Em reportagem especial para o TORCEDORES, Luiz Ferreira explica o que aconteceu com a posição mais clássica do futebol

Luiz Ferreira
Produtor executivo da equipe de esportes da Rádio Nacional do Rio de Janeiro, jornalista e radialista formado pela ECO/UFRJ, operador de áudio, sonoplasta e grande amante de esportes, Rock and Roll e um belo papo de boteco.
Messi, Zidane e a busca pelo camisa dez: ele deixou de existir, mudou de lugar ou se adaptou ao contexto?
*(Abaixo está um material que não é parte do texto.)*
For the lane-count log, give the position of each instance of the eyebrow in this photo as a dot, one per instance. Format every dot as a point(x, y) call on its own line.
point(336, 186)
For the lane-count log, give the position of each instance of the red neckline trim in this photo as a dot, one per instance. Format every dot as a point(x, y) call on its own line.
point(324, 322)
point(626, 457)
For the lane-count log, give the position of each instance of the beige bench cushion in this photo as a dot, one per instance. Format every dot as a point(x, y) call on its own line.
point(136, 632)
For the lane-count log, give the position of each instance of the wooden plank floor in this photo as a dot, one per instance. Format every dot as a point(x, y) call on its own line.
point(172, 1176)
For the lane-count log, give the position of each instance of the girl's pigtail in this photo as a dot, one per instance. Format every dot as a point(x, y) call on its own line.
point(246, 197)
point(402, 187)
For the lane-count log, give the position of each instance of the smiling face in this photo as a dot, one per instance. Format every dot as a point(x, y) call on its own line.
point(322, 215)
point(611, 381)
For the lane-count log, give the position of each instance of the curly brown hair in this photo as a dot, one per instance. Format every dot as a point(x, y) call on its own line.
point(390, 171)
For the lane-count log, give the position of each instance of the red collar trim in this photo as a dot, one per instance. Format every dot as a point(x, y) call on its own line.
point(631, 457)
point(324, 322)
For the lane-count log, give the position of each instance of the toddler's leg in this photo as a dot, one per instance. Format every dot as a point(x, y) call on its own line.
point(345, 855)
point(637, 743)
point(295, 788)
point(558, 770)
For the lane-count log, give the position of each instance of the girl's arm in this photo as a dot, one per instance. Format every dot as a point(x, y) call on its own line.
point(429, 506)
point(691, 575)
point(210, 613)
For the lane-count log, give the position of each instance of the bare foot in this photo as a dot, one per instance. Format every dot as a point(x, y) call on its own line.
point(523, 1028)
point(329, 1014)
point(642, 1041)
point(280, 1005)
Reprodução / YouTube / Adidas Football

Você deve ter visto o diálogo entre Zinedine Zidane e Lionel Messi, dois dos maiores camisas dez da história do futebol, em encontro promovido pela Adidas na última semana. Mais do que repassar alguns dos grandes momentos do velho e rude esporte bretão no século XX, os dois gênios revisitaram um tema ainda bastante presente nas nossas mesas de debate: o que aconteceu com o camisa dez? Para Messi e Zidane, o tal “enganche” (o jogador que joga atrás dos atacantes num 4-1-3-2 ou num 3-4-1-2) está praticamente extinto por conta das mudanças ocorridas no futebol nas últimas décadas. Mas até onde isso é verdade? O camisa dez clássico realmente sumiu dos gramados? É o que vamos descobrir.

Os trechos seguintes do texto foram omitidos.